WebSphere®/InfoSphere® DataStage® has the functionality, flexibility, and scalability that are required to meet the most demanding data integration requirements.
WebSphere®/InfoSphere® DataStage has the following capabilities:
- Integrates data from the widest range of enterprise and external data sources
- Incorporates data validation rules
- Processes and transforms large amounts of data using scalable parallel processing
- Handles very complex transformations
- Manages multiple integration processes
- Provides direct connectivity to enterprise applications as sources or targets
- Leverages metadata for analysis and maintenance
- Operates in batch, real time, or as a Web service
Scenarios for data transformationThe following scenarios show how organizations use WebSphere DataStage to address complex data transformation and movement needs.
- Retail: Consolidating financial systems
- A leading retail chain watched sales flatten for the first time in years. Without insight into store-level and unit-level sales data, they could not adjust shipments or merchandising to improve results. With long production lead-times and existing large volume manufacturing contracts, they could not change their product lines quickly, even if they understood the problem. To integrate the company’s forecasting, distribution, replenishment, and inventory management processes, they needed a way to migrate financial reporting data from many systems to a single system of record. The company deployed IBM® Information Server to deliver data integration services between business applications in both messaging and batch file environment. WebSphere DataStage is now the common companywide standard for transforming and moving data. The service-oriented interface allows them to define common integration tasks and reuse them throughout the enterprise. New methodology and reusable components for other global projects will lead to additional future savings in design, testing, deployment and maintenance.
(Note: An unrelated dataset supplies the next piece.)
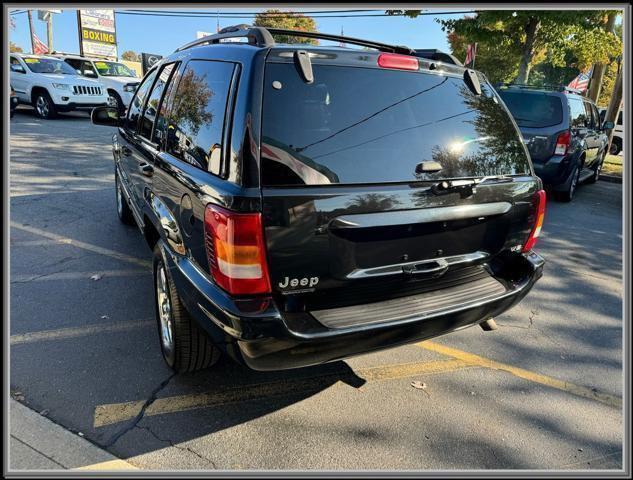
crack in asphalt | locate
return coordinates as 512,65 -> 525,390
103,372 -> 176,448
135,425 -> 218,470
- Banking: Understanding the customer
- A large retail bank understood that the more it knew about its customers, the better it could market its products, including credit cards, savings accounts, checking accounts, certificates of deposit, and ATM services. Faced with terabytes of customer data from vendor sources, the bank recognized the need to integrate the data into a central repository where decision-makers could retrieve it for market analysis and reporting. Without a solution, the bank risked flawed marketing decisions and lost cross-selling opportunities.The bank used WebSphere DataStage to automatically extract and transform raw vendor data, such as credit card account information, banking transaction details and Web site usage statistics, and load it into its data warehouse. From there, the company can generate reports that let them track the effectiveness of programs and analyze their marketing efforts. WebSphere DataStage helps the bank maintain, manage, and improve its information management with an IT staff of three instead of six or seven, saving hundreds of thousands of dollars in the first year alone, and enabling it to use the same capabilities more rapidly on other data integration projects.
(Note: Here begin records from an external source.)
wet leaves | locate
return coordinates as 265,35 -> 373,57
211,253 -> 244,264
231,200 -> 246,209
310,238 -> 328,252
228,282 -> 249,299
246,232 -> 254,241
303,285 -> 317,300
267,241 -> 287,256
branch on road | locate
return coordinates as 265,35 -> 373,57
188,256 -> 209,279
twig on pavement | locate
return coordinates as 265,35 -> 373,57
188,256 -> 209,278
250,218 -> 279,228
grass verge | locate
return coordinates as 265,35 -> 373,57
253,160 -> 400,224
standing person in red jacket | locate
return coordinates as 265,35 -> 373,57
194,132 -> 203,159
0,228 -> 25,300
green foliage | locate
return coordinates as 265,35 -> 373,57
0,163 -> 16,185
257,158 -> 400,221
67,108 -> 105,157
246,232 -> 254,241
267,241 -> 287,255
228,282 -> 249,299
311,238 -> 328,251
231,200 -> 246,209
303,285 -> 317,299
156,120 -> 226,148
Where WebSphere/InfoSphere DataStage fits in the overall business context
WebSphere DataStage enables an integral part of the information integration process: data transformation, as shown below
IBM DataStage as sub product of IBM Information Server delivers below
- Business intelligence
- IBM Information Server makes it easier develop a unified view of the business for better decisions. It helps you understand existing data sources, cleanse, correct, and standardize information, and load analytical views that can be reused throughout the enterprise.
- Master data management
- IBM Information Server simplifies the development of authoritative master data by showing where and how information is stored across source systems. It also consolidates disparate data into a single, reliable record, cleanses and standardizes information, removes duplicates, and links records together across systems. This master record can be loaded into operational data stores, data warehouses, or master data applications such as WebSphere Customer Center. The record can also be assembled, completely or partially, on demand.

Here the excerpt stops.